Regrettably, far too many parents, in choosing a college for their son or daughter to attend, rely heavily on the rankings issued annually by U.S. News and World Report. Those ratings are highly arbitrary, relying as they do on such factors as a school’s “reputation” among administrators at other colleges. The rankings (including the mix of criteria used) need to be reconfigured each year (as if a school’s merit changed annually) just to sell a new issue. But one factor that enters into a school’s ranking is the degree of its competitiveness, in the sense of the ratio of applicants to those admitted: the lower the ratio, the higher the college’s apparent status.

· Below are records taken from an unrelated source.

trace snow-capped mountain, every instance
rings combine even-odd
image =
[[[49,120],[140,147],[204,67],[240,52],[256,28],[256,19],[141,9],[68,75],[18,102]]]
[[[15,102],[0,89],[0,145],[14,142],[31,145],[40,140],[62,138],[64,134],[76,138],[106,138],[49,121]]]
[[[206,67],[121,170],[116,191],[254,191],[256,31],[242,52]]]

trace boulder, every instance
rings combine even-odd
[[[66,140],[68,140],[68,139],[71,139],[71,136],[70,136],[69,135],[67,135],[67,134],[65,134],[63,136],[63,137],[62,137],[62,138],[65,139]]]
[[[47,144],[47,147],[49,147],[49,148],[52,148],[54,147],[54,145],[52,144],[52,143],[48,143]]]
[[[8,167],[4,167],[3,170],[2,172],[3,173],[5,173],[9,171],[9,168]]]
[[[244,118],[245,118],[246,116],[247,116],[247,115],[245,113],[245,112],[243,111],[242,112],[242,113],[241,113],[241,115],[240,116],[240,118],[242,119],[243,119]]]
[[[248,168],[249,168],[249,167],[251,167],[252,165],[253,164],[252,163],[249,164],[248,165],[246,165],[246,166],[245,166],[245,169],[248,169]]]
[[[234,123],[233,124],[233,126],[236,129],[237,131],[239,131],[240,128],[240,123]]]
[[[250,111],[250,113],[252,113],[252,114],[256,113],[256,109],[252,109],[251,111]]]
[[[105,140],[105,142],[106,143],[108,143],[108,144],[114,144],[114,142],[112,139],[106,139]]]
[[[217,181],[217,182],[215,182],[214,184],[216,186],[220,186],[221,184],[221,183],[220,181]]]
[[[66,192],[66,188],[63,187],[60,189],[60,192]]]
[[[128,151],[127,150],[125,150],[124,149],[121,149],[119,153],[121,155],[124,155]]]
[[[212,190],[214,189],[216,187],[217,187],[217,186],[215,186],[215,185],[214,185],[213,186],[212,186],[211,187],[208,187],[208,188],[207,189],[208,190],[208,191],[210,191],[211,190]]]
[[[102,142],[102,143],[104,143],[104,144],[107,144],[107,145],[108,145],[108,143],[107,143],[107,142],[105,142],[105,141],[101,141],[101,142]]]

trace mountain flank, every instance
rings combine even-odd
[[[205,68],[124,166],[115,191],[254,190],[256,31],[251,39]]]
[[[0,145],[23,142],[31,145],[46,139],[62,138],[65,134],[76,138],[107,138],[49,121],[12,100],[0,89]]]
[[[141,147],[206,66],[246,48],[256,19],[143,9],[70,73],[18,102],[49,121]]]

As a result, as I learned years ago when some colleges eliminate the SAT/ACT requirement, they may be motivated by another factor than doubts about the tests’ reliability, or a desire to admit more minority members. Rather, by waiving the requirement, the schools encourage more high school students (of whatever economic or racial background) who didn’t score well on the test to apply. While few of those low-scoring applicants are going to be admitted, the more applicants the college rejects, the higher its “competitiveness” score.
Having devoted my life to academia and gloried in the opportunity to teach numerous bright, motivated students while associating with other faculty who shared my love of learning, I’m sorry to acknowledge one or two dark truths about life in the ivory tower. But as they say at Harvard (without always living up to the standard, as certain recent, headline-making events demonstrate), “Veritas.”
David Lewis Schaefer is a Professor of Political Science, Emeritus at College of the Holy Cross.